CE/ESI/MS is unique in that it allows high-throughput analyses of water-soluble metabolites from biological samples (23, 24, 33). A large number of metabolites are often too polar to be retained by reversed-phase columns commonly employed. As a major fraction of metabolites, including ATP, ADP, and AMP, are polar and ionic, a good approach is to use CE/ESI/MS. In contrast with gas chromatography (GC) and liquid chromatography (LC), which operate based on differential interactions with a stationary phase, CE separates analytes according to their mass-to-charge ratios.

As shown in Figure 6, a 2-mm-thick frozen coronal section adjacent to the section used for the IMS analysis was used for metabolome analyses as described previously (15, 23). All CE/ESI/MS experiments were performed using an Agilent CE Capillary Electrophoresis System equipped with an air pressure pump, an Agilent 1200 series MSD^® mass spectrometer, an Agilent 1200 series isocratic high-performance liquid chromatography pump, a G1603A Agilent CE/MS adapter kit, and a G1607A Agilent CE/MS sprayer kit (Agilent Technologies).

FIG. 6.

Schematic to highlight designated sampling areas for the imaging mass spectrometry (IMS) and the capillary electrophoresis electrospray ionization mass spectrometry (CE/ESI/MS) analyses. One 2-mm-thick coronal section cut between 1 mm rostral and 1 mm caudal from bregma was harvested for the CE/ESI/MS analysis. Another adjacent section cut between 1 and 3 mm caudal from bregma was harvested. Eight-micrometer slices between 1.6 and 2.4 mm caudal from bregma were typically used for the IMS. Scale bar = 2 mm. Adapted by permission from Elsevier Ltd., Amsterdam; Oxford, Patrick R. Hof, Comparative Cytoarchitectonic Atlas of the C57BL/6 and 129/Sv Mouse Brains (2000).

Imaging MS

Chemicals

9-Aminoacridine (9-AA) was obtained from Kanto Chemical. All other chemicals were obtained from either Sigma-Aldrich or Wako. All chemicals were of analytical or reagent grade.

Tissue sectioning

Serial coronal sections with 8 μm thickness (29) were cut with a cryomicrotome (CM1900; Leica Microsystems) (Fig. 6) and thaw-mounted on the indium tin oxide-coated glass slide (No. 578274; Sigma) at −20°C.

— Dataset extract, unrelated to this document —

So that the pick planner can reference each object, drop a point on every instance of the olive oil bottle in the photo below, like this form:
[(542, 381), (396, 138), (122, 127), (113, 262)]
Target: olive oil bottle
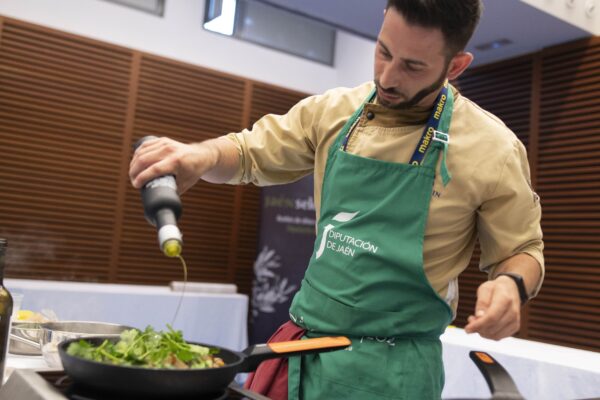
[(5, 311), (162, 209)]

Matrix deposition on the tissue specimens

Matrix is required to absorb laser energy to induce desorption and ionization of analytes. Homogeneous cocrystallization of the analytes with matrix is crucial for high sensitivity of MS analysis. Prior to matrix deposition, tissue slices were kept for 20 min with desiccant to equilibrate at room temperature and another 20 min in a vacuum chamber. This dehydration process prevents the specimens from detaching during MALDI TOF experiments under a complete vacuum condition. Glass slides were mounted to an MS target plate (Shimadzu Corporation) with conductive-adhesive double-sided tape (3M). Microdeposition of the matrix solution on the tissue specimens at a picoliter level was conducted by using an automatic Chemical Inkjet Printer (CHIP-1000; Shimadzu Corporation). Freshly prepared 9-AA (25 mmol/L solution in 70% [v/v] methanol) was chosen because of its superiority to yield high signals for low molecular anionic metabolites (7). As an external standard for calibration, an aliquot of 0.5 μL of 100 μmol/L (w/v) angiotensin II in distilled water was spotted near the specimen and the same volume of the matrix was mixed with the standard on the glass slide. An aliquot of 300 pL of 9-AA was deposited per spot at a pitch of 0.2 mm on the specimens. This process was repeated 10–20 times. After matrix deposition, the slides were kept in a vacuum chamber for 20 min to dry up the matrix. Images were collected from typically 53 × 35 spots (1855 spots), separated by 0.2 mm pitch for an image size of 10.6 mm × 7.0 mm.

MALDI mass spectrometric analysis

All mass imaging experiments were performed in the negative ionization mode by using a MALDI mass spectrometer (AXIMA Performance MALDI TOF/TOF, and AXIMA Resonance MALDI QIT TOF/TOF; Shimadzu Corporation), and tandem MS analyses were performed with a prototype “mass microscope” MALDI-QIT-TOF mass spectrometer (Shimadzu Corporation) (10). Laser power was adjusted as required.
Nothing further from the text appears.